Jun. 4, 2016
The best models for study or imitation are those in which the composer imposes certain restrictions upon themselves, because these must be overcome.
Music composed always in a predictable way, according to every single rule with each and every move it makes, with never an unexpected turn, runs a great risk of being boring [See blog, Do The Unexpected].
And yet, somewhat ironically, no composer of eminence ever obtained complete freedom of expression without first subjecting themselves to the challenges of working within the confinement of certain restrictions in construction and the general rules of voice leading and part writing.
The restraints on an art are what give it its strength.
To ascertain the artistic "strength" of a piece of music, we therefore need to ask ourselves, "Does it seem like the composer is struggling to free themselves from restrictions in this piece, or are they're playfully wriggling their way out of a straight jacket, as Bach demonstrated with such easy mastery?"
If the answer is the latter, the composer deserves a place on a pedestal of the finest alabaster or Parian marble (photo).
If the answer is the former, a pedestal of clay will do.
[NOTE: Bach (as Leonard Bernstein rightly pointed out) is a colossal syllable, one which makes composers tremble, brings performers to their knees, beautifies the Bach-lover, and apparently bores the daylights out of everyone else.
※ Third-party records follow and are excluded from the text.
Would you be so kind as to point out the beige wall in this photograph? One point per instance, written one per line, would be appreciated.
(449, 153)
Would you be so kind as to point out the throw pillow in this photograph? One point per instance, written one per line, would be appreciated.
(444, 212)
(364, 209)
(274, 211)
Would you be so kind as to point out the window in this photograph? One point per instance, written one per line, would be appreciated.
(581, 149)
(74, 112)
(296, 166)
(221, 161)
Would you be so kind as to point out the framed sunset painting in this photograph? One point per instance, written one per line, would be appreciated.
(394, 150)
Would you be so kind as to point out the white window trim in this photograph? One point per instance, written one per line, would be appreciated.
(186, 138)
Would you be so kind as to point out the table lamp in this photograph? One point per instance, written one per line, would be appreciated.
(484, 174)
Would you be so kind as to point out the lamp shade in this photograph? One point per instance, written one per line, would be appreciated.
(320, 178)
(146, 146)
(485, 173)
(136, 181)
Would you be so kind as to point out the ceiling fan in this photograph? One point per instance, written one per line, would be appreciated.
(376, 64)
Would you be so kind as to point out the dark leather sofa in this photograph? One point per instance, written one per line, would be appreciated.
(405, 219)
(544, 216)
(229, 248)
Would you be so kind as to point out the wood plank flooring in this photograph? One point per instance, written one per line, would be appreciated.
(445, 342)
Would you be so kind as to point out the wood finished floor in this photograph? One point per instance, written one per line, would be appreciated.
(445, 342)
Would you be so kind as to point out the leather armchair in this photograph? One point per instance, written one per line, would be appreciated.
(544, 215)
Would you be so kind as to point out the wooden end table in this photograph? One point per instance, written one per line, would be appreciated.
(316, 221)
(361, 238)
J.S. Bach was no lightweight [See blog, He's Got You]. His children, who were well acquainted with his output as a composer, came to expect nothing from him except masterpieces. At the organ he could improvise, sometimes for hours, upon the same theme. His contemporaries were also well trained musicians. Many were very competent composers, performers, and improvisors. But in a side by side with him he'd leave them in a puddle. If all the great music of the world ever written were lost, except for his, music would still survive. A comprehensive genius, gone for the last 266 years. But not forgotten].